Dairy farmers across New Zealand are preparing for the worst as they prepare to cut costs and trim already tight budgets amid the dairy tumble.
Dairy NZ, which advises farmers, said it was helping farmers to gain the maximum profit out of each kilogram of milk solids.
General manager of research and development David McCall said it had been a rough time for farmers with a drought followed by a harsh winter and consistently falling milk prices.
"They've clawed their way out of paying off debt in the last two or three years, in the good years, and this potentially throws them into another $200,000 debt that they're looking at having to take on, and then pay off again as things pick up again."
Falling dairy prices had already led Fonterra to set a cautious opening price of $5.25 per kilo for the new dairy season, while analysts estimated dairy farmers need at least $5.50 to $6 per kilo to break even.
Agrifax dairy analyst Susan Kilsby told Morning Report the latest drop meant many farmers would not break even for a second consecutive year.
"The only way they can survive is by taking on more debt, so a really tough situation to be in."
All products other than lactose fell in price in the overnight auction. Skim milk powder, another important commodity to farmers, fell by about 10 percent to $US1702 per tonne and cheddar slumped 14 percent to $US2613 per tonne.
Rural businesses feel the pinch
A farm machinery company in Taranaki says reduced dairy payouts are beginning to hurt rural businesses.
Taranaki regional manager of Norwood Farm Machinery Mark Sanger said turnover for June was down 32 percent on last year, as farmers kept their wallets in their pockets.
Mr Sanger said he was scaling the business back to 1990s levels ,when low dairy payouts were commonplace.
Things are also tough at Stratford farm supply company Central Milking and Pumping.
Its owner Steve Bruce said declining forward orders meant he was scrutinising all business costs carefully.
He said so far he had been able to avoid cutting staff, but that it was a given that jobs would be lost in the near future.
Highly indebted dairy farmers at risk
The latest slump also raised the spectre of some highly indebted dairy farmers going bust and being forced to sell their farms.
That was last seen on any scale during the 1980s stock market crash, when forced sales by banks became a major issue.
Independent rural finance consultant Don Fraser said the most vulnerable farmers in the current climate are those who have borrowed heavily for dairy farm conversions or expansion and who are running a high input, high cost system, feeding cows more grain and palm kernel to get the maximum milk production.
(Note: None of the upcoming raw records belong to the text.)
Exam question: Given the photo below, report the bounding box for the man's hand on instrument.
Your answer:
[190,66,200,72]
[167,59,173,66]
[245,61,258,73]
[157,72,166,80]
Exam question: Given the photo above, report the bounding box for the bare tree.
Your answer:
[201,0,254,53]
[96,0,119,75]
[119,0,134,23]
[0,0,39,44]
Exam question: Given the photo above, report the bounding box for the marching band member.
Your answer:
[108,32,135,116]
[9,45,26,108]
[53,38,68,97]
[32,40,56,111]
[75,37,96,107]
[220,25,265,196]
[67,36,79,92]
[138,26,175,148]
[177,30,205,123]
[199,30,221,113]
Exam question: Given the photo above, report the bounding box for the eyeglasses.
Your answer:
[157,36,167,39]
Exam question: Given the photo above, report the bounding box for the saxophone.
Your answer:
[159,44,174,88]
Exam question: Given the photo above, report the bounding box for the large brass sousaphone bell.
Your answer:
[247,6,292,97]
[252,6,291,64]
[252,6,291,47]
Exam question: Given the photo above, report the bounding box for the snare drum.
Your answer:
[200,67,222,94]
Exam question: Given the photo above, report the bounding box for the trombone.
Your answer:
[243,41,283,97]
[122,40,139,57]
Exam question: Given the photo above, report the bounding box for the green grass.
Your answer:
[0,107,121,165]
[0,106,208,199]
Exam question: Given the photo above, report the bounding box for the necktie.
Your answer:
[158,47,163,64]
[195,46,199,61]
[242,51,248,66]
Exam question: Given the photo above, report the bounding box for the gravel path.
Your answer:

"Those with the high debt, over $30 dollars a kilo, are going to find it extraordinarily difficult to continue, unless they've got a lot of equity in their farms and the banks are prepared to fund that deficit.
"In the [1980s] crash, we just battened everything down, but in those days we were all grass farming, we had very few inputs that we had to pay for. In fact, we really just paid for wages and fertiliser for the year and survived, quite frankly.
"How it's different today is there's a lot more input, a lot more compliance cost and those farmers who have go into high input will find it difficult to get their costs of feed down.
"The difficulty is that high input farming will not work on a very low payout and the ability of a farmer to retract or to go back to a lower input system is very difficult, for the cows, as well as the farmers, to see a cow going back to producing 500 kgs (of milk solids) back to about 350kg."